With reading and math being some of the most vigorous subjects in elementary schools, students are showing an increase in achievement but there’s still more improvement that needs to be accomplished, Carson City School District officials and board members stated at Tuesday’s board meeting.
One of the biggest achievements Carson City elementary school students are making is meeting the requirements of the state’s Read By Grade Three program, also known as the Nevada K.I.D.S. (Keeping their Individual Dreams Strong). The program calls for Nevada students to read proficiently by third grade before being promoted to fourth grade.
According to Nathan Brigham, the district’s lead learning strategist, there are fewer deficient students in elementary schools compared to last year. In the 2016-17 academic school year, when the law first launched, the reading deficiency total in the district’s K-5 began with 782 students. By spring 2017, that number decreased to 536.
Over the summer, Carson City was featured at the state school board meeting as one of the best performing RB3 districts in the state and highlighted Empire Elementary School for its results.

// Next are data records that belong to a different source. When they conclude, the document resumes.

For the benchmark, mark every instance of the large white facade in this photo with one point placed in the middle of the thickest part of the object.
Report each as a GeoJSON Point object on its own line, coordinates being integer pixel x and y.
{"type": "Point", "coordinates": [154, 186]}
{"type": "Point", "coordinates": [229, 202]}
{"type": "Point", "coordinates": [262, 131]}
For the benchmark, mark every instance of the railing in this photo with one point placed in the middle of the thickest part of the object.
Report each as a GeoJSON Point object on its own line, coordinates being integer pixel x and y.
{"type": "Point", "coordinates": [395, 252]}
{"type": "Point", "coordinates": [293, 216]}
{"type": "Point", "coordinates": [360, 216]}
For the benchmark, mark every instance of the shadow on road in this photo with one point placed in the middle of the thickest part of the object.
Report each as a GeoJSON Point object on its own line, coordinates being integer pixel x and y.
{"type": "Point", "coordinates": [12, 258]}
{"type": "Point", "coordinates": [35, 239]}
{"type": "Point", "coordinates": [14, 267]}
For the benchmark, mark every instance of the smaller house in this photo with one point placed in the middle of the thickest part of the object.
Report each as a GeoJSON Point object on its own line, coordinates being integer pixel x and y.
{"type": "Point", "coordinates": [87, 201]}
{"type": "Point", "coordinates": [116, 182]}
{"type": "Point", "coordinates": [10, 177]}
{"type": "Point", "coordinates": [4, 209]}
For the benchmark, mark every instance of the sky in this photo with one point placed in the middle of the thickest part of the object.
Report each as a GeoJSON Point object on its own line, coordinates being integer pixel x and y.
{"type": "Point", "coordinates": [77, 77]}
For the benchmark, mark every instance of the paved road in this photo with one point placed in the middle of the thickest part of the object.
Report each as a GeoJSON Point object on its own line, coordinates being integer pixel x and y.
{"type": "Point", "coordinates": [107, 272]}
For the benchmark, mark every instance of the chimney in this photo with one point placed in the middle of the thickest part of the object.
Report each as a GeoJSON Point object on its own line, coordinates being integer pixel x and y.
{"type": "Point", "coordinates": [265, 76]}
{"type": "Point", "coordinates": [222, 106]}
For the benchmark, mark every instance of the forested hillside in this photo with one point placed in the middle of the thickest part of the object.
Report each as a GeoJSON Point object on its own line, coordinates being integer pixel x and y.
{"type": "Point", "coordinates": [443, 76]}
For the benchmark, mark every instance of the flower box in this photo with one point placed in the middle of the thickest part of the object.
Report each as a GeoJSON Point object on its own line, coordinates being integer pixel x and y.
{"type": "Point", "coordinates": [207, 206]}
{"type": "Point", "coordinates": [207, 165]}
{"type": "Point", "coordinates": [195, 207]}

“There’s been growth in my class,” said Theresa Marler, first grade teacher at Empire. “My students increased an average of 33 percentile points from the fall to spring assessment. The Individual Learning Process and its structure help me put my ducks in a row more than I already have.”
However, 640 students are calculated to be deficient for fall 2017, and at least 200 of them are expected to repeat third grade this year, Brigham said.
But Brigham said those results are expected to shrink in the future.
“This is not an easy job or process,” he said. “There are over 700 students in the district with individual learning plans. But the results we got from last year would have not been possible without the teachers.”
With at least 90 minutes of intervention and updating Individual Learning Plans, Marler said developing an ILP for each student is a challenge, as it requires consistent updates and meetings with not only the student but also the parents.
“It’s successful but a taxing job,” she said. “There’s a struggle balancing quantity over quality with the material, on top of working overtime and having it affect our personal lives. It makes me weary because of it.”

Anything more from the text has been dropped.